Me dejó entrar y el padre nos siguió. Al final encontré el contador y le hice una foto. La abuela estaba en la cocina; con solo mirarla, se veía que no estaba en sus cabales. La casa estaba sucia y desordenada, se me pegaban los zapatos al suelo y era mejor no tocar las paredes.
Ella me dijo algo, en un idioma que parecía música, pero no la entendí, y casi me dio ganas de disculparme. El padre tradujo: «No, no, nada. Solo te está diciendo que tiene caramelos». Le respondí — a ella — que tenía suerte.
Quería hacerle mil preguntas.
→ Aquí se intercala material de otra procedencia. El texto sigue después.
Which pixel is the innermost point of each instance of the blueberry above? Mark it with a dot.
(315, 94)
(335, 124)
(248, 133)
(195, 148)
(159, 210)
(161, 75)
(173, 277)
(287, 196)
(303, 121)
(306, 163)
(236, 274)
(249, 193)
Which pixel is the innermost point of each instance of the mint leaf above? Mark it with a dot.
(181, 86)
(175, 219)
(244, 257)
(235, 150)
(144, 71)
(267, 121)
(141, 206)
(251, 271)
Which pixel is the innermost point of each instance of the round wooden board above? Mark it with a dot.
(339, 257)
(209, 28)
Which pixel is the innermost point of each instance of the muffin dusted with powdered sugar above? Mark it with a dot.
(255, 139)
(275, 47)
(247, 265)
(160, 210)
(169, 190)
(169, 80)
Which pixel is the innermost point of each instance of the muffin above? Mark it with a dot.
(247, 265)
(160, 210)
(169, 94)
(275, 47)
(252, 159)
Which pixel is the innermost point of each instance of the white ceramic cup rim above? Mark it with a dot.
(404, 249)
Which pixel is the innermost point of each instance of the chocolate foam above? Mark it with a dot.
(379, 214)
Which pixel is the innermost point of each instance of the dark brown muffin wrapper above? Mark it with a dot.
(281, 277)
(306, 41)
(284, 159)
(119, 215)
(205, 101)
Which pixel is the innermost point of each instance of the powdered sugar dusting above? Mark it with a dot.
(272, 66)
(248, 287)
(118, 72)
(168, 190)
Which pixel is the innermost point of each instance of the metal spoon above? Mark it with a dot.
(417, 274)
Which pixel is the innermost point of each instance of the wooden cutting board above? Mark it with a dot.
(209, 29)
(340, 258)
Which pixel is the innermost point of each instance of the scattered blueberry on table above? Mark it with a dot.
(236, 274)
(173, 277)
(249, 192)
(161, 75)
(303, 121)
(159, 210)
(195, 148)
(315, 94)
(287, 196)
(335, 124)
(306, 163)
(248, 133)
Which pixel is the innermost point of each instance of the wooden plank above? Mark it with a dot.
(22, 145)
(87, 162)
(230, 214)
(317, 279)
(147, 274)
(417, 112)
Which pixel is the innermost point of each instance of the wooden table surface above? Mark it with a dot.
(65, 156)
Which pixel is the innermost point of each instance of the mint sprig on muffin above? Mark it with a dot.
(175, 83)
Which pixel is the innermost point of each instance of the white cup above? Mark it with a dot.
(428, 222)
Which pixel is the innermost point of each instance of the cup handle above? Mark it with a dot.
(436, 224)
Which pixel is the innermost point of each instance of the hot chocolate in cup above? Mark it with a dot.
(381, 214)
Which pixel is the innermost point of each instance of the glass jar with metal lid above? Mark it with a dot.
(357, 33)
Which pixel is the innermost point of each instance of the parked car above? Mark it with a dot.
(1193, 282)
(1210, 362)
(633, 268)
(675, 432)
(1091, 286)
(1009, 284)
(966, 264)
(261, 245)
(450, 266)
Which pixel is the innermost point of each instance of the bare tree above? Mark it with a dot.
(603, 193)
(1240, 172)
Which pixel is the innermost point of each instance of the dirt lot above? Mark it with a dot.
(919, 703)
Como si dentro del cuerpo de esta niña salvaje se encontraran todas las respuestas del mundo, una sabiduría milenaria, esa profunda conexión que, en su esencia, une a todas las culturas.
Si hubiera dicho: «¿Qué es el tiempo?» o «¿Por qué estamos en la Tierra?», ella habría tenido la respuesta, estaba segura.
Pero, en cambio, la puerta se cerró. Ella desapareció, con su fiereza, su aire extraño y su furiosa libertad.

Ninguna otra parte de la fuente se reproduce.